Schema strictness — Input validation matters more when your tools execute writes or mutations. Read-only tools carry lower risk if input validation is loose; tools that modify data or trigger external actions require tighter schemas.

What the Build Process Actually Looks Like Across Setups 🔍

A solo developer building a local productivity tool — say, an MCP server that lets Claude or another AI client search their note-taking app — typically uses stdio transport, one or two tools, and minimal infrastructure. The whole server might be a single file deployed in minutes.

A team building an internal developer tool might expose a dozen tools across multiple internal APIs, require OAuth or token-based authentication, and deploy via Docker behind an internal network. The surface area grows considerably.

A production MCP server serving external clients introduces version management, strict input validation, logging, observability, and uptime requirements that turn a relatively simple protocol implementation into a full backend service.
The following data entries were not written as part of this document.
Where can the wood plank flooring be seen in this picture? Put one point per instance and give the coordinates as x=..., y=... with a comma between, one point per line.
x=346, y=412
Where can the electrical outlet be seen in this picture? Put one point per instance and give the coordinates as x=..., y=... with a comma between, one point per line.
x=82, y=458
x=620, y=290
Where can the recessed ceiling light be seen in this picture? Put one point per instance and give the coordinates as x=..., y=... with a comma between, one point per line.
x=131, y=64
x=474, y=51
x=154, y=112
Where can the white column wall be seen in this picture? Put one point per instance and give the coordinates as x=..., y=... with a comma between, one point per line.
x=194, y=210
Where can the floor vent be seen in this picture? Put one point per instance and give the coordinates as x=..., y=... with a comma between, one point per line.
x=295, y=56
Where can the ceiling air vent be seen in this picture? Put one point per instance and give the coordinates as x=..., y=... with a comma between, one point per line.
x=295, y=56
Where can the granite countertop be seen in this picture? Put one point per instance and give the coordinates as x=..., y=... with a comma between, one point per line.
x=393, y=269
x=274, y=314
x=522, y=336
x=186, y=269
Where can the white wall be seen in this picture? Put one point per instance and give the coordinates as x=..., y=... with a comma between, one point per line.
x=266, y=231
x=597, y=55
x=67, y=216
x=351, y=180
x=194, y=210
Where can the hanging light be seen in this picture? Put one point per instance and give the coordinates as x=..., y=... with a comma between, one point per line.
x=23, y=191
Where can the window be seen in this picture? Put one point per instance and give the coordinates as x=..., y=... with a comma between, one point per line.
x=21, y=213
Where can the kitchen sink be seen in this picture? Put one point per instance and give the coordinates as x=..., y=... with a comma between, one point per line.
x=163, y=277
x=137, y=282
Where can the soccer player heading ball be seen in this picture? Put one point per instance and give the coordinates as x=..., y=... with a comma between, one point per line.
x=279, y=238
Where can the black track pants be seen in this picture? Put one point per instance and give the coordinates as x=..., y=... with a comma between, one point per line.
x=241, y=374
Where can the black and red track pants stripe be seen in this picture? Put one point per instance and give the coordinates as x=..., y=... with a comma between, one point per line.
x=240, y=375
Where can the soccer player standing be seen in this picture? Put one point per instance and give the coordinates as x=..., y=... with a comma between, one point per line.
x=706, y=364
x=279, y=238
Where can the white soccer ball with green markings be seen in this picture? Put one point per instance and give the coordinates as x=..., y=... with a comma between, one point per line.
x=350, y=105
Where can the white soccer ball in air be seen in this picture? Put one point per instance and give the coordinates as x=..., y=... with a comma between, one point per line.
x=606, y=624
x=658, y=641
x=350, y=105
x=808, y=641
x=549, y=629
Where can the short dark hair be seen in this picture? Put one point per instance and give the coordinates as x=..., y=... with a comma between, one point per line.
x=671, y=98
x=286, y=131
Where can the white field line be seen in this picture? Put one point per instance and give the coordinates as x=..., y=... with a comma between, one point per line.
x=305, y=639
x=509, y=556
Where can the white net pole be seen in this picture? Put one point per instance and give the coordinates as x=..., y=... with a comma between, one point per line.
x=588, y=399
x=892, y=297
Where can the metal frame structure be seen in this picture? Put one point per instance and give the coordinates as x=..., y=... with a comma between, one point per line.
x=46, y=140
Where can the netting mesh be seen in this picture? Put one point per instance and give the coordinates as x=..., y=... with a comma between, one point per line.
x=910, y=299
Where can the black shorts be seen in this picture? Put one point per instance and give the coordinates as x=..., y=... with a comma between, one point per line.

The protocol itself doesn't change — but the engineering discipline required around it scales significantly with scope.

Common Mistakes to Avoid

  • Skipping input validation on tool parameters — clients can pass unexpected values
  • Not handling partial failures — if your server calls an external API, that API can fail; your error response should be structured, not a raw exception
  • Conflating resource URIs with tool names — resources and tools serve different purposes in the protocol; mixing them creates confusing client behavior
  • Testing only with one client — MCP is designed to be client-agnostic; test against more than one implementation to catch protocol edge cases

The gap between a working local prototype and a reliable, production-ready MCP server is largely determined by how much rigor your specific use case demands — and that's something only your own context can answer.